Dried shrimp (海米, hai mi) are shrimp that have been sun-dried until very small for preservation purposes. They are used in many Asian cuisines, to impart a unique umami and seafood-like taste. In Chinese cuisine, dried shrimp are extensively used in the northern and southern cuisines. For example, it is one of the ingredients used in the Cantonese XO sauce. It can be used in stir-fried and braised dishes, soups, salads, dumplings, etc., to add flavor.

Types of dried shrimp

Dried shrimp can generally be separated into three categories – shelled shrimp, shell-on shrimp, and tiny shell-on shrimp (虾米皮, xia mi pi).

In Chinese cooking, recipes calling for dried shrimp usually mean those of the shelled variety, and sometimes the tiny shell-on variety.

In Cantonese cuisine, shelled dried shrimp are further classified into different grades. The higher the grade, the better the quality of the shrimp and the larger they are.
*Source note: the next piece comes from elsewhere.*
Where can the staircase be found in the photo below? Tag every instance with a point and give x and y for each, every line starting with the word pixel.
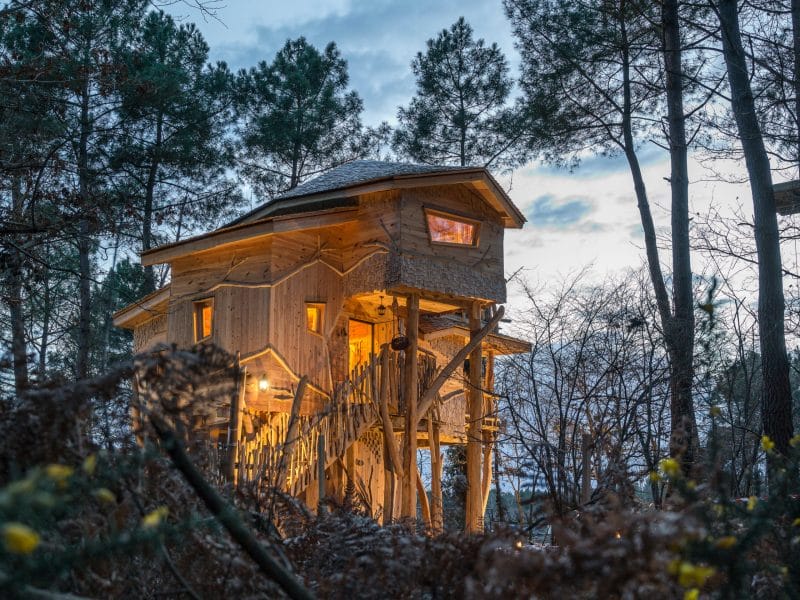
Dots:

The price increases with size.

On the other hand, dried shrimp with the shell on are often called for in southeast Asian and Indian cuisines.

How to use

There are many ways to use dried shrimp; some require soaking before using, while some do not.

As a rule of thumb, dried shrimp always require pre-soaking before cooking, so they can release more flavor. For soups and braised dishes, you can soak the dried shrimp for a shorter duration (30 mins to 1 hour) because they will loosen up during cooking. If you’re using the dried shrimp in dumpling filling or meatballs, you’ll need to soak them longer (3 hours to overnight).

Some recipes, such as Pad Thai, only require pounding the shrimp to loosen their texture before adding them into the stir fry.

How to buy

Before purchasing, you need to make sure whether the recipe is calling for shrimp with or without the shell. In most Chinese cuisines, including on this website, the intent is for shelled (i.e. without shell) shrimp, unless specially mentioned.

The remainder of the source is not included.